A partnership with the Japan Aerospace Exploration Agency (JAXA) has delivered the Toyota Lunar Cruiser, a four-seat moon rover. Work on the project has lasted over a year, commencing in July 2019.
With a name inspired by Toyota’s Land Cruiser SUV, the Lunar Cruiser is a six-wheel utility vehicle that is six meters long, five meters wide and about four meters high. It can accommodate two people for regular use and four in an emergency.
This isn’t just a one-off project designed to generate publicity for JAXA and Toyota. The Lunar Cruiser’s design and engineering process has a number of milestones set out to meet. Starting in 2022, the partnership will manufacture a 1:1 scale prototype of the rover then begin acquiring and verifying testing data on driving systems required to explore the moon’s polar regions.
Two years later, it is expected that progress will be able to advance to allow for design, manufacturing, and evaluation of an engineering model of the rover and design of the actual flight model will begin. By 2027, the flight model will be manufactured and design and evaluation of the model will be underway.
It’s projected to be ready for work in 2029. JAXA plans to use it as part of a manned exploration in 2030.

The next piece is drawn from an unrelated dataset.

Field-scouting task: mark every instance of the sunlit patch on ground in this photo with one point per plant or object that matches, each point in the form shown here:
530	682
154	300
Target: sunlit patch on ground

When manned, the rover will be pressurized and is designed to use fuel cell electric vehicle (FCEV) technologies to navigate the moon’s surface.
Pressurised Rover Concept | Toyota and Japan Aerospace Exploration Agency
This isn’t the only massive fuel cell technology undertaking Toyota is involved in. They recently revealed plans to create an alternatively fueled live-work-play testing facility at the base of Mt. Fuji.
While those projects are ongoing, Toyota is moving forward with passenger car and tractor trailer FCEV technology. They recently debuted a redesigned Mirai sedan and have begun installing hydrogen fueling stations along the western coast of California to be used by the overland trucking industry. The company continues efforts to lobby towns on the East Coast of the U.S. to adapt restrictive laws to be more receptive to FCEV vehicles.